世界が私を消していく
家に帰ると、お母さんは夕飯の買い物に行っているようだった。
誰もいないリビングに電話の音が鳴り響いていて、私は慌てて受話器を取った。
「……はい」
『宮里さんのお宅でしょうか』
聞き覚えのある男の人の声に、びくりと肩が跳ねた。
「せ、んせい」
一呼吸置いてから、『宮里か?』と問われる。どうやら今日早退したことに関して、担任が電話をしてきたようだった。
「あの、すみません。……具合が悪くて」
私が言い訳のような言葉を並べながら話していると、先生は怒る様子もなく、ただ優しく相槌を打ってくれる。
『宮里、明日少し話せるか?』
「え……」
『クラスでのことを少し聞いた。一度宮里の話を聞かせてほしい』
担任の先生にまでなりすましの件が伝わってしまったことに、ひやりと水をかけられたような気分になる。
けれど、電話越しに聞こえてくる先生の声は私を非難するようなものではなく、心配してくれているような声音だった。
だけど、先生が間に入ってくれたとしても事態が収まるようにも思えない。むしろ更に火種を生みそうで怖い。
それでも親に変に伝わるのも怖いため、先生からの呼び出しを断るわけにもいかなかった。
「……わかりました」
昼休みに先生と話をする約束をして、電話を切った。
自分の部屋のベッドに寝転びながらレインドームを開けてみる。桜の木に静かに雨が降っていて、眺めていると心が穏やかになっていく。
けれど目を瞑ると、学校の光景が鮮明に思い出された。
『私に絶対嘘つかないでね』
『裏ではずっとこんなこと思ってたんでしょ』
——違う。でも……真衣たちにとっては私が嘘つきだ。
真衣と交わした約束を私は破っていない。だけどもう信用を失ってしまった。
こそこそと陰口を言って鋭い視線を向けてくるクラスメイトたちや、真衣たちがトークルームから退出した通知。そして目を逸らす未羽に、険しい表情をしていた時枝くん。
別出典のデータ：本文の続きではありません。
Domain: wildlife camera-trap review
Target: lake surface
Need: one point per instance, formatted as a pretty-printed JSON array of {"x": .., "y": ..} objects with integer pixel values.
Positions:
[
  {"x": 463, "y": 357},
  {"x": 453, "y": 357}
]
カバンの中のチョコレートが入った箱は、少し潰れていた。
青いリボンを解いて、包装紙を外すと一口サイズのチョコレートが六つ並んでいる。ナッツやドライフルーツなどが飾りつけられており、私は端からひとつずつ食べていく。
ドライパインとチョコレートの甘みが広がって、後味はほんのりと苦い。
ひとつ、またひとつと口に入れながら、空いている方の手でリボンを握りしめる。
「……っ」
時枝くんに渡したかった。なりすましなんて現れなかったら、あの子みたいに私もこのチョコレートを渡せていたのかな。
好き勝手に横行していく私の嘘の話を止める手段がない。
真実を知っているのはきっと、私となりすましている犯人だけだ。
全部、嘘なのに。どうしたら信じてくれるの。
学校にいる全ての人が敵になったように思えてしまう。
行きたくない。あんな冷たい目で私を見ないで。
あの場所で、これから私はどうやって息をすればいい?
こんな日々が卒業するまで続くのだろうか。そう考えると恐怖に押しつぶされそうになる。
巫女さんが、願いにきっとこたえてくれると言っていたのを思い出し、投げやりな思いで望みを口にする。
「学校の人たちが……私のことなんて忘れちゃえばいいのに」
堪えていた涙が目頭から零れ落ちた。
全てがなかったことになったら、どれだけいいだろう。
真衣たちやクラスメイト、裏アカウントに関することを知っている人の記憶から私の存在を消してしまいたい。
楽しかった日々を思い出すと、恋しくて涙が止まらなくなる。あの頃に戻れたらいいのに。
その夜、レインドームに縋りつくように抱きしめながら、私は眠りについた。